US Strategy in Afghanistan Requires Diplomacy and Military Power

After many promises about military prowess and secret plans, the Trump administration is desperate for victory in Afghanistan. US presidents have struggled to understand that, for the Taliban, a fundamentalist political and military group, victory is the ability to outwait a foreign invader, explains Ehsan M. Ahrari, author and military strategist who teaches at the US Army War College. The Trump administration has adjusted strategy for the war in its 17th year by targeting illicit activities that finance the Taliban and embedding US military advisors with Afghan troops closest to combat. Cooperation with other nations is essential to bring the Taliban to the negotiating table: China needs a stable Afghanistan for the success of its Belt and Road Initiative Central Asia, and Pakistan expects the United States to take its apprehensions about any Indian involvement in Afghanistan into consideration. While the Taliban outwaits the foreign troops, China and Pakistan have reason to worry about a fast US exit with minimal political commitment, leaving Afghanistan destabilized. – YaleGlobal

US Strategy in Afghanistan Requires Diplomacy and Military Power

To ensure a stable Afghanistan, convincing the Taliban to negotiate, the United States must cooperate with China and Pakistan
Ehsan M. Ahrari
Tuesday, January 23, 2018

Waiting game: Taliban forces in Afghanistan want to wait for the departure of foreign forces, and the newly arrived US forces cannot stay on indefinitely.
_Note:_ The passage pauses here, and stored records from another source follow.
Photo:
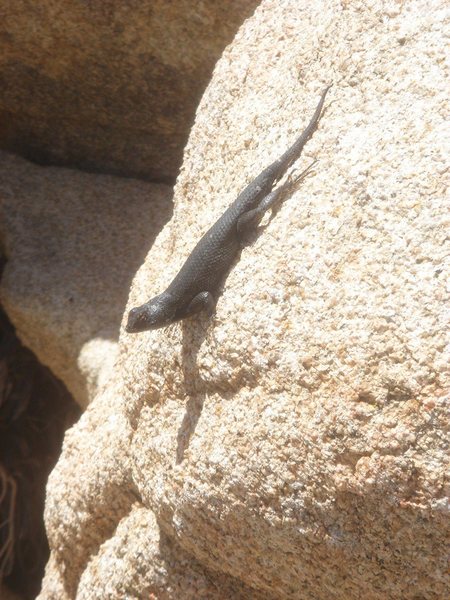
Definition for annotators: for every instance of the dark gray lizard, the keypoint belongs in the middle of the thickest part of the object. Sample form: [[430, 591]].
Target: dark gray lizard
[[196, 286]]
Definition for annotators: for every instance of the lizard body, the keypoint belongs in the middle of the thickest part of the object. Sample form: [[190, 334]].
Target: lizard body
[[196, 286]]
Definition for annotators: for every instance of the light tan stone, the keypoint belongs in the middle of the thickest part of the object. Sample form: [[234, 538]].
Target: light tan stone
[[296, 442]]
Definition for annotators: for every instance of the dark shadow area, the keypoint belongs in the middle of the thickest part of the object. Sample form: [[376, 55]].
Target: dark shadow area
[[35, 411]]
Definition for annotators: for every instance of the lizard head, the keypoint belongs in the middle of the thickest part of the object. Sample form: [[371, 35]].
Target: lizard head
[[157, 312]]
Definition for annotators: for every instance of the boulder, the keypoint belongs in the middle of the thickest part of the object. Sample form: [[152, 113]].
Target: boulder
[[293, 444]]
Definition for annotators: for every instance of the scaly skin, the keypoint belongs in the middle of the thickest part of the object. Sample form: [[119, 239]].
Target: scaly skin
[[196, 286]]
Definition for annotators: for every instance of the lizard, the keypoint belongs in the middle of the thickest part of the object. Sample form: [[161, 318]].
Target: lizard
[[197, 284]]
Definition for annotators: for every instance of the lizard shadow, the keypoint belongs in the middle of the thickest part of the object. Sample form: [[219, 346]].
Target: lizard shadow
[[193, 337], [194, 333]]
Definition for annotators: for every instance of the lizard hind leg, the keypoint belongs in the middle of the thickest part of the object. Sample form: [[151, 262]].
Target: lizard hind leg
[[249, 221]]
ALEXANDRIA, VIRGINA: President Donald Trump desperately needs to win the ongoing war in Afghanistan. But the Central Asian state of 35 million people continues to offer hard choices and harsh realities written in the blood of hundreds of thousands of warriors from many nations. Trump, much like his predecessor Barack Obama, struggles to understand that the United States and an entity like the Taliban measure victory and losses in different ways. For the Taliban, victory means outwaiting the foreign invader. So the Taliban may be winning, at least for now. But that may not last long as the United States does its utmost not to lose by crushing its opponents in that country and ensuring stable governance that is friendly to the West.
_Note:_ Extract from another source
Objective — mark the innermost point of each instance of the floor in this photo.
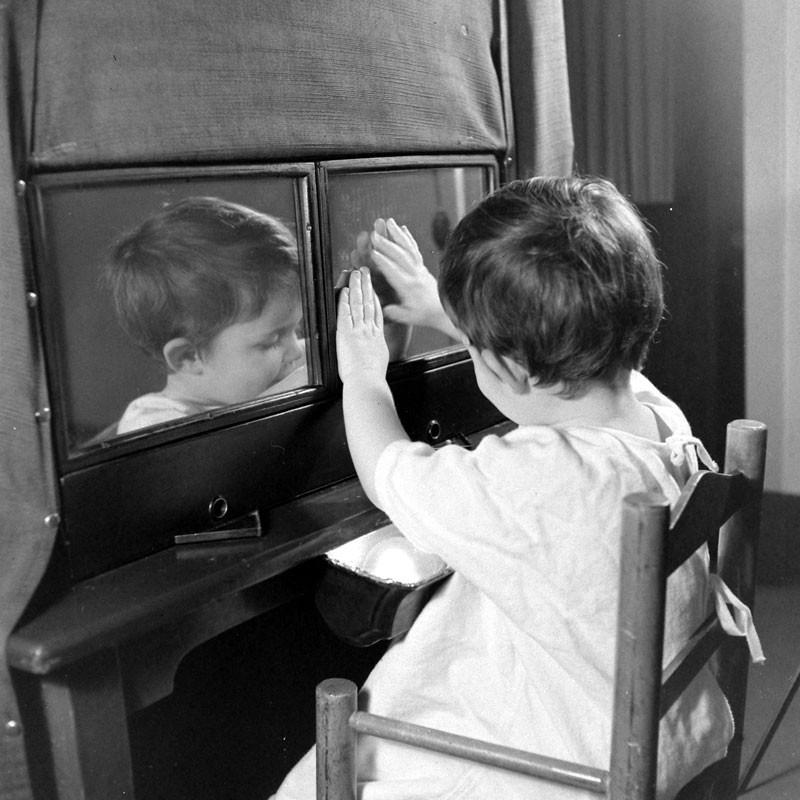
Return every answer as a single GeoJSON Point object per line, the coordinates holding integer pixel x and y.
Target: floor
{"type": "Point", "coordinates": [777, 618]}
The Taliban know that their capacity to absorb losses in their home territory is near infinite. This is not true for the United States. For a democratic country like the United States, it is imperative to defeat the Taliban, weakening it as a fighting entity so much that it accepts America’s conditions for peace. Such defeat is unlikely. Taliban forces control large parts of Afghanistan. Most Afghans, if asked about the ostensibly unending war, would suggest that the pendulum swings in favor of a Taliban victory. Many top US security personnel would agree, but never say so publicly. So, the grim possibility of losing in Afghanistan now or later remains intact.

In the United States, a huge community of defense and civilian personnel earn a living counting on the endless nature of this war without saying so. Many top politicians understand that there is no victory in sight in Afghanistan. But they have little choice but to curse the status quo, while taking few steps to change it. That might be one reason why the Afghan war never really entered the public debates of 2016 presidential election. As candidate, Trump had no clue about resolving that conflict, while his opponent, Hillary Clinton, could not address the issue without opening a Pandora’s box of criticism about Obama’s own inability to defeat the Taliban.
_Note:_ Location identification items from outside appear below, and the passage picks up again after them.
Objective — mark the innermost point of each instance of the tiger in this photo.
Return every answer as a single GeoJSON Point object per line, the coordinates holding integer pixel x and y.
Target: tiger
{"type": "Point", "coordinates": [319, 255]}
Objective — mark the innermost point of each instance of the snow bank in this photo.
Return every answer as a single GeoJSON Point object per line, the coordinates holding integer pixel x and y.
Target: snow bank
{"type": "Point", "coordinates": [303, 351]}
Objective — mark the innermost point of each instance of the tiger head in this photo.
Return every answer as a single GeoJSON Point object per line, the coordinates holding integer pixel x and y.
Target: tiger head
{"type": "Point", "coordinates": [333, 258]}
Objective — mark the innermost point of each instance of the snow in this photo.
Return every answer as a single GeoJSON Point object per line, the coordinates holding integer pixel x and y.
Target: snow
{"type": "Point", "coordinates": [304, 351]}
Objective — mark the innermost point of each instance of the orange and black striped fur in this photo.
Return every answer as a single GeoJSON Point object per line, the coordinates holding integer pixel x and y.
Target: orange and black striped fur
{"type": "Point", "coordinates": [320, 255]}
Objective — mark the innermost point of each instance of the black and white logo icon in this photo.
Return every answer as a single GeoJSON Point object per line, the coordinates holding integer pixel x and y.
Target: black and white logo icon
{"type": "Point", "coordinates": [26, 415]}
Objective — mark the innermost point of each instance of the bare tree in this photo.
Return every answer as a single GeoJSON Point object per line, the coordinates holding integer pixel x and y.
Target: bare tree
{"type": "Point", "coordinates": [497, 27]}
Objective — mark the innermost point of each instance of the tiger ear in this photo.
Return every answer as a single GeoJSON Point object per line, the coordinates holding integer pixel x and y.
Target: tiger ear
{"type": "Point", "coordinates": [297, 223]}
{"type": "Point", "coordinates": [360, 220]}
General John W. Nicholson, Jr., commander of the US forces in Afghanistan, declared his resolve to bomb the opium fields owned by the Taliban, hoping that destroying this financial arm weakens their will to fight. In principle, this conclusion is reasonable though it ignores the Taliban’s fervent resolve to continue the fight. Published reports suggest that the Taliban have stockpiled billions of dollars after years of opium trade and other illicit activities

Brigadier General Lance Bunch sounded optimistic about fighting the Taliban under the new national security strategy approved by Trump. “The cornerstone of the new strategy is what Bunch called a ‘dedicated air interdiction campaign’ that is designed to deny the Taliban the huge profits it has reaped for years from Afghanistan’s illicit opium trade,” reported The Washington Examiner. “The new authorities allow U.S. commanders to target Taliban networks and revenue sources, as well as back up Afghan forces on the ground in ways they couldn’t before. The other major change is that U.S. military advisers are now embedding with Afghan forces who are closest to combat….”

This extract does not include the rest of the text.